INTERVIEW : CATHERINE LEPORT PROFESSEUR DES UNIVERSITÉS ET PRATICIENNE SPÉCIALISTE DES MALADIES INFECTIEUSES
DOSSIER
Catherine Leport a coordonné le rapport « Les maladies infectieuses émergentes, état de la situation et perspectives », commandé par le Haut Conseil de la santé publique et paru en 2011.
L’INFIRMIÈRE MAGAZINE : Comment les MIE sont-elles prises en compte en France ?
CATHERINE LEPORT : En 2001, on a craint une épidémie de charbon. Les services de maladies infectieuses ont décontaminé les patients ayant reçu des enveloppes contenant de la poudre blanche. En réalité, il n’y a eu aucun cas de charbon en France. En 2003, quand est apparu le SRAS, ce dispositif a été réactivé. Là encore, il y a eu beaucoup d’animation pour sept cas avérés en France. On peut en tirer deux conclusions : d’une part, des progrès techniques importants ont été réalisés en vingt ans. Là où deux ans ont été nécessaires à Françoise Barré-Sinoussi et Luc Montagnier, prix Nobel, pour isoler le virus du Sida, il n’aura fallu qu’un mois en 2003 pour identifier le coronavirus agent du SRAS. Par ailleurs, on a pris conscience du rôle des médias dans l’amplification de la crise. Notre défi est d’informer sans alarmer, pour une juste prise en compte des enjeux des maladies infectieuses.
L’I. M. : Ces enjeux vont au-delà du simple domaine de la santé ?
C. L. : Pour comprendre comment ces pathologies apparaissent et se diffusent et proposer une réponse cohérente, il est nécessaire d’avoir une approche globale. C’était d’ailleurs l’un des points forts du rapport rendu au Haut Conseil de la santé publique en 2011. La pluridisciplinarité est désormais suscitée et valorisée dans l’évaluation des travaux de recherche, ce qui est à la fois novateur et un bon signal.
L’I. M. : Y a-t-il un domaine dont l’intégration vous satisfait particulièrement ?
C. L. : Les sciences humaines et sociales sont primordiales dans la recherche sur les MIE. C’est d’ailleurs une dimension de la médecine qui touche de près au travail des infirmières. Malheureusement, on manque de chercheurs en France…
L’I. M. : En 2011, vous appeliez de vos vœux la création d’un groupe de prospective et d’expertise…
C. L. : Nous nous sommes saisis de cette question pour que nos travaux puissent accompagner les évolutions de ces phénomènes. Nous avons mis en place un séminaire annuel sur les maladies infectieuses émergentes, qui est un lieu d’échanges très riches.
L’I. M. : Y a-t-il des retombées concrètes ?
C. L. : Oui, il y a une sensibilisation progressive aux risques associés aux maladies infectieuses émergentes, et pas uniquement dans le domaine de la santé.

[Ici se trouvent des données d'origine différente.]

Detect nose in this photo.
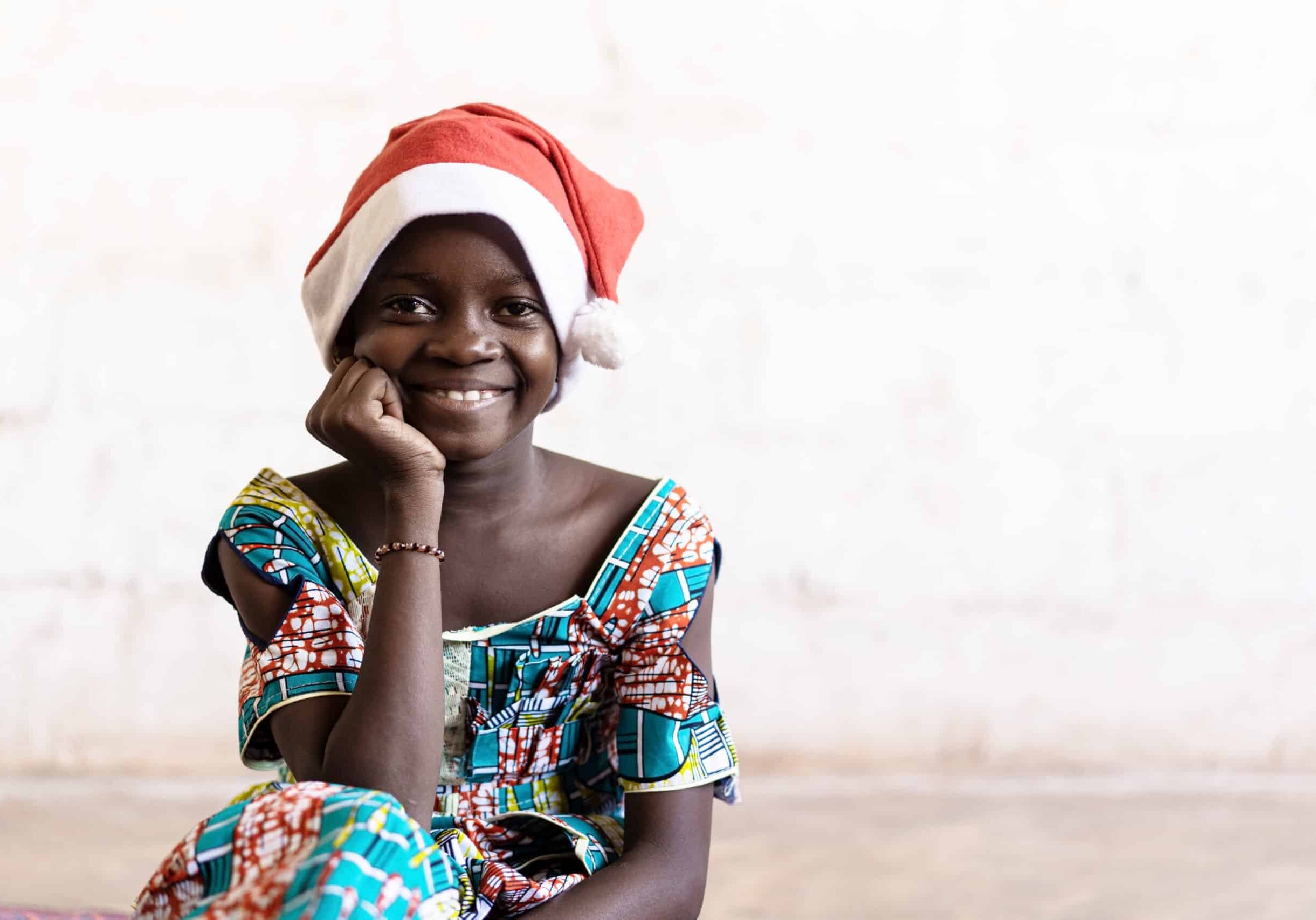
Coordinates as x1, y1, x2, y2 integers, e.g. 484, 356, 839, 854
425, 304, 502, 367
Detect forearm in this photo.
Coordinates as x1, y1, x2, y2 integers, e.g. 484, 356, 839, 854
315, 483, 444, 824
523, 845, 707, 920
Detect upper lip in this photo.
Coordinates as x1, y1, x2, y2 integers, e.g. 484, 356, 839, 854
403, 378, 512, 392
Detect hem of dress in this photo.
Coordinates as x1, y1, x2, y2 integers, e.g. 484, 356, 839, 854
617, 763, 740, 795
238, 690, 352, 772
480, 811, 605, 878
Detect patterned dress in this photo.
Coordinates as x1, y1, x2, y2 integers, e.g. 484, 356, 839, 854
135, 468, 738, 920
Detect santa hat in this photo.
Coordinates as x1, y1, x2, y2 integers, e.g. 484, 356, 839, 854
301, 102, 644, 407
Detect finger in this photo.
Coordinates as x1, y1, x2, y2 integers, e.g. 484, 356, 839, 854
380, 376, 404, 421
330, 358, 375, 399
347, 367, 392, 417
311, 357, 357, 414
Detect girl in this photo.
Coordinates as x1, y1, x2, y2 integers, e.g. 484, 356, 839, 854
135, 104, 737, 920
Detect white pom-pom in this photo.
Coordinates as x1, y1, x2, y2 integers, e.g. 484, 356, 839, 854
567, 298, 639, 370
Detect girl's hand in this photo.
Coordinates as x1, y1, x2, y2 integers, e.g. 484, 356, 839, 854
307, 355, 447, 486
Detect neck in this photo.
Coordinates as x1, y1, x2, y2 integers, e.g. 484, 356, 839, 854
431, 425, 547, 522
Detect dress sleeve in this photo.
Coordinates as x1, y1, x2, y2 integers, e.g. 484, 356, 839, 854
201, 495, 363, 770
609, 486, 740, 803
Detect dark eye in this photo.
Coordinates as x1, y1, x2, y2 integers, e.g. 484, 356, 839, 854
499, 300, 540, 317
384, 302, 435, 316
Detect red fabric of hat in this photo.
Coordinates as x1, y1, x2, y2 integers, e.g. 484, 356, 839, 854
301, 102, 644, 405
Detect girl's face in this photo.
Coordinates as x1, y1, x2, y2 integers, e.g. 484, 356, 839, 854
340, 215, 558, 462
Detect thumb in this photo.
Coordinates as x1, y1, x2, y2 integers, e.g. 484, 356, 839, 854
379, 375, 403, 421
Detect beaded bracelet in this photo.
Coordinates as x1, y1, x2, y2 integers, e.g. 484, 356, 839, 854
375, 542, 444, 562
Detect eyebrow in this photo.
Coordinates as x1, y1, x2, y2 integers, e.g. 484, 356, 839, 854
384, 271, 534, 289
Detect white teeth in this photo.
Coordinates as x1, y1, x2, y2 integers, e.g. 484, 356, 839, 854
438, 390, 502, 403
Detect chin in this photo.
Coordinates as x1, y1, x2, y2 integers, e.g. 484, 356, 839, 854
424, 432, 508, 464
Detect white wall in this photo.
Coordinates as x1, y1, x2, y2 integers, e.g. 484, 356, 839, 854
0, 0, 1316, 771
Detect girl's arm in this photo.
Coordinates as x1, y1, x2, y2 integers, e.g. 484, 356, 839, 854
220, 357, 447, 816
513, 580, 713, 920
220, 482, 444, 831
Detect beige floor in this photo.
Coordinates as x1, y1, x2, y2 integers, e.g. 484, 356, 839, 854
0, 778, 1316, 920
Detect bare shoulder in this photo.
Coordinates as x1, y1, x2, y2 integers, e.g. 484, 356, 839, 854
543, 450, 662, 522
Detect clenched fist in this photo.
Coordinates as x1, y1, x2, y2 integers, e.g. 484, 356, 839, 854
307, 355, 447, 486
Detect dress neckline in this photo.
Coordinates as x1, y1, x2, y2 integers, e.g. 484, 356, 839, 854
260, 466, 671, 642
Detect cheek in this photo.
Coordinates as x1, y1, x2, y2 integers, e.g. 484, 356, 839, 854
519, 329, 558, 390
355, 324, 413, 366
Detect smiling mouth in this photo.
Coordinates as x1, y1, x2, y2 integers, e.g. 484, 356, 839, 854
409, 387, 512, 412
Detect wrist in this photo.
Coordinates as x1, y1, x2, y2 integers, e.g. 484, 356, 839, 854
384, 482, 444, 531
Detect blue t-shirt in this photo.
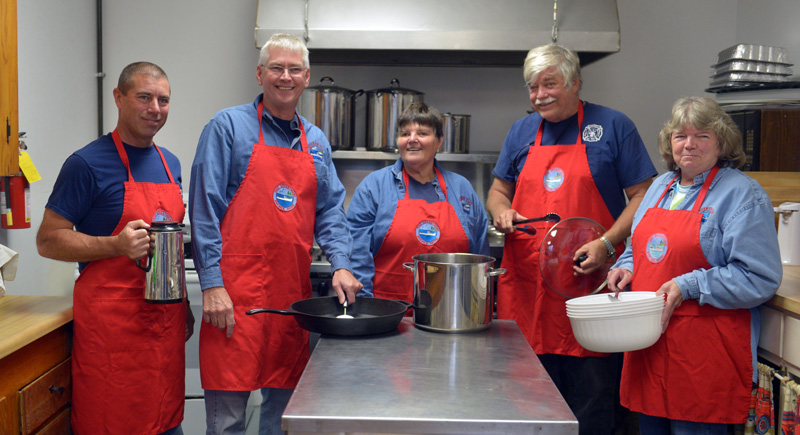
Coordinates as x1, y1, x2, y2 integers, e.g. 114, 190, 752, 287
45, 133, 181, 269
493, 103, 658, 219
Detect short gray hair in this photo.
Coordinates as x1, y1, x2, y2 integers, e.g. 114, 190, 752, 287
117, 61, 172, 95
258, 33, 309, 68
522, 44, 583, 91
658, 97, 745, 171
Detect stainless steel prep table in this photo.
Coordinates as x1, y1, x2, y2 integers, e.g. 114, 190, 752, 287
282, 318, 578, 435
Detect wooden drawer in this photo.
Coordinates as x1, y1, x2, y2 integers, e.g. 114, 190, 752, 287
36, 408, 72, 435
19, 358, 72, 435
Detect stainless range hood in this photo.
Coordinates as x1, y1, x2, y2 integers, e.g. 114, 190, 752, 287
255, 0, 620, 67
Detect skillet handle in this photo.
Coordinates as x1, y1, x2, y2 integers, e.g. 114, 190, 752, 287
392, 299, 419, 311
247, 308, 295, 316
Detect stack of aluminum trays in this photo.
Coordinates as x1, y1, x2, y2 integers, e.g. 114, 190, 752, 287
707, 44, 793, 92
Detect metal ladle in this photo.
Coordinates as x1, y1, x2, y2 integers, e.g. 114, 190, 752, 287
336, 298, 353, 319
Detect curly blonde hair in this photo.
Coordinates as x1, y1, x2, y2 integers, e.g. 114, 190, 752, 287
658, 97, 745, 171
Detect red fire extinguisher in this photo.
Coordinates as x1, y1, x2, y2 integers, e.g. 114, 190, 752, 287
0, 174, 31, 229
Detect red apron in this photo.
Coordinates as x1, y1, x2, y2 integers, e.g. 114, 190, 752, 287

Un des défis est d’ailleurs que cette sensibilisation ne se transforme pas en panique. La continuité de nos travaux est aussi assurée par l’interaction avec la sénatrice Fabienne Keller et la délégation à la prospective du Sénat, qui s’est saisie de ce dossier, à un rythme qui permet un travail de fond.
L’I. M. : Votre rapport recommandait aussi la mise en place d’un plan stratégique générique global…

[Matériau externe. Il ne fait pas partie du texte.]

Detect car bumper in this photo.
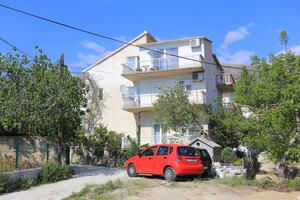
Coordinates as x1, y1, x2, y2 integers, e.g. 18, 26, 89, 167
175, 163, 203, 175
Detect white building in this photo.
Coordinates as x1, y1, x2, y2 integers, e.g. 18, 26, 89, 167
84, 32, 234, 144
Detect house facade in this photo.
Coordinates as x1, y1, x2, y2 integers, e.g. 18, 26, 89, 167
83, 32, 235, 144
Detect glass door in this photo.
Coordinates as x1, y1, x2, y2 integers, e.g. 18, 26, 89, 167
166, 48, 179, 69
153, 124, 162, 144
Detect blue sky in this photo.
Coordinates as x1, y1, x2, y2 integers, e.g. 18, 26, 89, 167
0, 0, 300, 73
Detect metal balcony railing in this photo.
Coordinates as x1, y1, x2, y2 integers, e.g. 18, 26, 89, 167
122, 55, 203, 73
123, 90, 206, 109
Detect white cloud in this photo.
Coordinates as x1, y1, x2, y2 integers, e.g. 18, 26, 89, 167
219, 49, 254, 64
71, 40, 111, 71
218, 23, 254, 64
223, 23, 253, 48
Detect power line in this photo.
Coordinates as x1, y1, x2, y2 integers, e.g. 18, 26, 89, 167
0, 36, 34, 59
0, 4, 217, 65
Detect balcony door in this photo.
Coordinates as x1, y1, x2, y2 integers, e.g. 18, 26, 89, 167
166, 48, 179, 69
153, 124, 166, 144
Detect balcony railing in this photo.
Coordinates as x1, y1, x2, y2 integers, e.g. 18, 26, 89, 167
123, 90, 206, 109
122, 55, 203, 74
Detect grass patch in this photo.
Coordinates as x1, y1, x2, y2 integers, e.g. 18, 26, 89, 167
216, 177, 273, 188
65, 179, 160, 200
286, 177, 300, 191
0, 162, 74, 194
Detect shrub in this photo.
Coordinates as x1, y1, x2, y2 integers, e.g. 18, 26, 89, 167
0, 174, 12, 194
287, 178, 300, 191
38, 161, 74, 183
232, 159, 243, 166
221, 147, 237, 164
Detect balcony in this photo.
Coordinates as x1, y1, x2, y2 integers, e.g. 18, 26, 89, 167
122, 55, 204, 81
223, 102, 236, 111
216, 74, 235, 92
122, 90, 206, 113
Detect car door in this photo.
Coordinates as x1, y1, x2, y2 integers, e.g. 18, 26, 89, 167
154, 145, 169, 174
137, 146, 157, 174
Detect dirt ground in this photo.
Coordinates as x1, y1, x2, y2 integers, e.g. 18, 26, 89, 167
119, 179, 300, 200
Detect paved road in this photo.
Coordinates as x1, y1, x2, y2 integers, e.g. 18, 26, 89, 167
0, 166, 127, 200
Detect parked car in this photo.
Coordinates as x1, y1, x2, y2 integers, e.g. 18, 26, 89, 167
196, 148, 212, 176
125, 144, 203, 181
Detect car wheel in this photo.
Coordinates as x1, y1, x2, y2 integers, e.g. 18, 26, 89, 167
164, 167, 176, 181
127, 164, 137, 177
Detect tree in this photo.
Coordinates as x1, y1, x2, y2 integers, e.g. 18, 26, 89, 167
153, 85, 204, 140
0, 50, 86, 163
82, 124, 123, 165
205, 102, 248, 148
80, 72, 104, 134
235, 52, 300, 179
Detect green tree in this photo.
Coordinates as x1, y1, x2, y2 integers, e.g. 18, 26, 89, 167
235, 52, 300, 162
0, 51, 86, 162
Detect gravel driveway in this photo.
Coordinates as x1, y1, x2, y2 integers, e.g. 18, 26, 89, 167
0, 166, 128, 200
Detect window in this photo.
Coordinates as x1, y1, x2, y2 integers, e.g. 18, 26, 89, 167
157, 146, 169, 156
169, 147, 173, 154
141, 146, 156, 157
177, 147, 196, 156
185, 85, 192, 96
127, 56, 140, 69
153, 124, 162, 144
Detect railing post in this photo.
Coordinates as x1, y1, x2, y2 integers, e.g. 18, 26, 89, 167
46, 143, 49, 162
15, 143, 20, 169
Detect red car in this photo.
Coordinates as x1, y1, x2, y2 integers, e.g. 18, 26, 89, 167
125, 144, 203, 181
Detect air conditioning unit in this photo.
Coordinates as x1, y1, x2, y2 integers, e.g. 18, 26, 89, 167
190, 38, 200, 47
193, 72, 204, 81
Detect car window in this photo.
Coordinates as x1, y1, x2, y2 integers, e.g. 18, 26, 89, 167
157, 146, 169, 156
177, 147, 196, 156
200, 149, 210, 157
141, 146, 156, 157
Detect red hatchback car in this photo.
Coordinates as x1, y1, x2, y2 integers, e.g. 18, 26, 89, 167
125, 144, 203, 181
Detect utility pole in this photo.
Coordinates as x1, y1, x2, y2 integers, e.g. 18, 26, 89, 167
57, 54, 65, 164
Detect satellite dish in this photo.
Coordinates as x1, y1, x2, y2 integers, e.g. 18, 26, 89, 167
120, 84, 128, 95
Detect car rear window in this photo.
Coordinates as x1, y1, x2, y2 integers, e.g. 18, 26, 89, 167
177, 147, 196, 156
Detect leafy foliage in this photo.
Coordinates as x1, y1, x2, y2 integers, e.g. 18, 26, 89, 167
82, 125, 123, 165
38, 161, 73, 183
0, 50, 85, 141
221, 147, 237, 164
234, 52, 300, 162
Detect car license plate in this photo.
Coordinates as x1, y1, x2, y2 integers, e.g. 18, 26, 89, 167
186, 158, 197, 163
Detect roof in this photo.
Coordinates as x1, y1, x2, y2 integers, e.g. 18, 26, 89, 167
82, 31, 156, 72
190, 137, 221, 147
140, 36, 212, 47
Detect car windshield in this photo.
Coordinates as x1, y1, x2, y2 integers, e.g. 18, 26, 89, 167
177, 147, 196, 156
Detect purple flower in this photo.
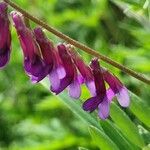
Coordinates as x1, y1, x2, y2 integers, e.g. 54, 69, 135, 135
67, 45, 95, 96
83, 59, 109, 119
0, 2, 11, 68
11, 12, 49, 83
102, 69, 130, 107
50, 44, 81, 99
34, 27, 54, 71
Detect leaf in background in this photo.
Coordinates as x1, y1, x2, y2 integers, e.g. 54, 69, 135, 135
100, 120, 135, 150
42, 79, 103, 130
89, 126, 119, 150
78, 147, 88, 150
110, 103, 144, 148
129, 92, 150, 128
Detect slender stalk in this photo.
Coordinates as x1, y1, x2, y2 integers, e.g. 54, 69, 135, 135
4, 0, 150, 85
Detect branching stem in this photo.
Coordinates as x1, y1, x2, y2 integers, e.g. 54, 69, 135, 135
4, 0, 150, 85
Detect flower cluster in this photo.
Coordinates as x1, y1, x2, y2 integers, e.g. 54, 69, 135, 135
0, 2, 129, 119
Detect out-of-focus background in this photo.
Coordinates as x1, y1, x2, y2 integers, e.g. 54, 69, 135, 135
0, 0, 150, 150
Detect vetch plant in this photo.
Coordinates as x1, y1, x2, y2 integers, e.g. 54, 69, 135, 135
0, 0, 150, 150
0, 2, 149, 119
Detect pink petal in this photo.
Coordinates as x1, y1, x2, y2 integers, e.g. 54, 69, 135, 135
117, 86, 130, 107
85, 80, 96, 97
106, 88, 115, 102
68, 80, 81, 99
49, 69, 60, 90
98, 97, 110, 119
57, 66, 66, 79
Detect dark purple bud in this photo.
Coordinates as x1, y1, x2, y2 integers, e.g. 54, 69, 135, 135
67, 45, 95, 96
11, 12, 49, 83
0, 2, 11, 69
83, 59, 109, 119
34, 27, 54, 71
102, 69, 130, 107
50, 44, 81, 98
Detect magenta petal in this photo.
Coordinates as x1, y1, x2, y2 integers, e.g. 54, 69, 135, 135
85, 80, 96, 97
117, 86, 130, 107
57, 66, 66, 79
106, 88, 115, 102
98, 97, 110, 119
51, 78, 72, 94
68, 80, 81, 99
49, 69, 60, 90
0, 47, 10, 69
77, 74, 84, 84
83, 96, 100, 112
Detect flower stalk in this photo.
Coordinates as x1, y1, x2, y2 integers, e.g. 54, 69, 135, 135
4, 0, 150, 85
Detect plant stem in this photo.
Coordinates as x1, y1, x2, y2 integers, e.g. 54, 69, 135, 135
4, 0, 150, 85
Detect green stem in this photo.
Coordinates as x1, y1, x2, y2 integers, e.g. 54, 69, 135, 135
4, 0, 150, 85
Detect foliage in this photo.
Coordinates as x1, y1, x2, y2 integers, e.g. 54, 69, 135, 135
0, 0, 150, 150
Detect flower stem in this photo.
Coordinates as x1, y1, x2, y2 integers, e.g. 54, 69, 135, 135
4, 0, 150, 85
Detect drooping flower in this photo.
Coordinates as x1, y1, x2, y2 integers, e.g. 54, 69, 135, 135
67, 45, 95, 96
34, 27, 54, 72
0, 2, 11, 68
11, 11, 49, 83
102, 69, 130, 107
83, 59, 109, 119
50, 44, 81, 99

C. L. : Un tel plan n’a pas encore été communiqué. Le plan Ebola laisse certaines insatisfactions, dont sa publication tardive en novembre 2014. Dans le cadre du réseau de Coordination du risque épidémique et biologique (COREB), nous essayons de développer une activité de veille et d’alerte hyper opérationnelle. Face à des modes de gouvernance très hiérarchiques, un des objectifs est de mettre davantage en relation les gestionnaires des crises et les décideurs avec les professionnels en contact avec le quotidien. Il serait intéressant d’associer davantage les infirmières, qui sont, avec les aides-soignantes, les personnels de santé les plus proches des malades, à l’élaboration des stratégies et procédures de soins. Un pan notable de la réalité qu’elles perçoivent dans l’exercice de leur métier échappe en effet aux décideurs actuellement.

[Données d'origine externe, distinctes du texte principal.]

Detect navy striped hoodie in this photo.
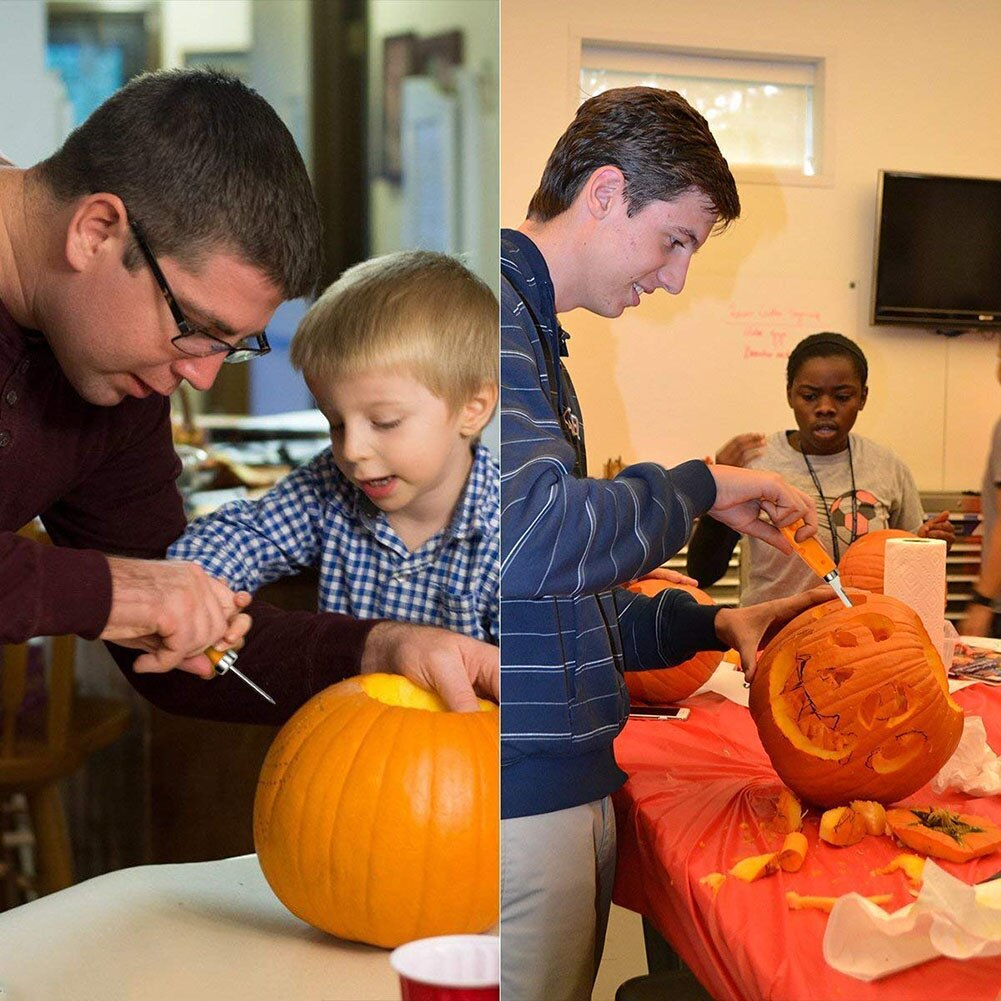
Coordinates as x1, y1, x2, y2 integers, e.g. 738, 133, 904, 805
501, 230, 725, 818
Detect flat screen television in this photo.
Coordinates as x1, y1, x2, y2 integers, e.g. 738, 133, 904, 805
872, 170, 1001, 334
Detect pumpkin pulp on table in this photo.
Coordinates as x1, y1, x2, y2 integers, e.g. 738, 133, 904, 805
750, 595, 963, 807
886, 807, 1001, 862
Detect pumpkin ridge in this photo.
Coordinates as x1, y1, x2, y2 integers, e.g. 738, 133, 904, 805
295, 688, 389, 926
254, 690, 350, 921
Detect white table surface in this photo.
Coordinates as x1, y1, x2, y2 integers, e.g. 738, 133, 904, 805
0, 855, 399, 1001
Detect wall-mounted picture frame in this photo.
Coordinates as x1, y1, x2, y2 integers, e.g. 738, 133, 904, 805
380, 32, 420, 184
419, 30, 462, 76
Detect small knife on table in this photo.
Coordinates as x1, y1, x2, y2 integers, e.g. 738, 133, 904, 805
205, 647, 275, 706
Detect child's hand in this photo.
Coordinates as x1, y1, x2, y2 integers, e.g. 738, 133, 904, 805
361, 622, 501, 713
716, 431, 765, 466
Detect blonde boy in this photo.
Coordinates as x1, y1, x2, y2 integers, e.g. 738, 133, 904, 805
168, 250, 499, 643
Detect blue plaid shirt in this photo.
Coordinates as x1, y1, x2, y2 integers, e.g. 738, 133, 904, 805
167, 444, 501, 644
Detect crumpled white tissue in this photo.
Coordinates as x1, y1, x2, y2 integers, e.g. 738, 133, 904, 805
824, 859, 1001, 981
932, 716, 1001, 796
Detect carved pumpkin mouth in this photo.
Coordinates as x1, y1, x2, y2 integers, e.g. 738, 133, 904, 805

L’I. M. : Qu’en est-il de la coopération internationale ?
C. L. : Elle a progressé, notamment sous l’influence de l’épidémie de Sida. Essayer d’implanter la recherche dans des pays où les systèmes de soin sont incomplètement structurés, voire inexistants, permet justement d’introduire une forme d’organisation. Pour Ebola, les premiers médecins français sont arrivés en mars 2014 et continuent d’apporter leur appui au soin et à la recherche sur le terrain. On ne peut que regretter une mobilisation un peu tardive pour endiguer l’épidémie. Il est primordial de maintenir les échanges en dehors des crises pour être efficaces dès les premiers signes d’une nouvelle alerte.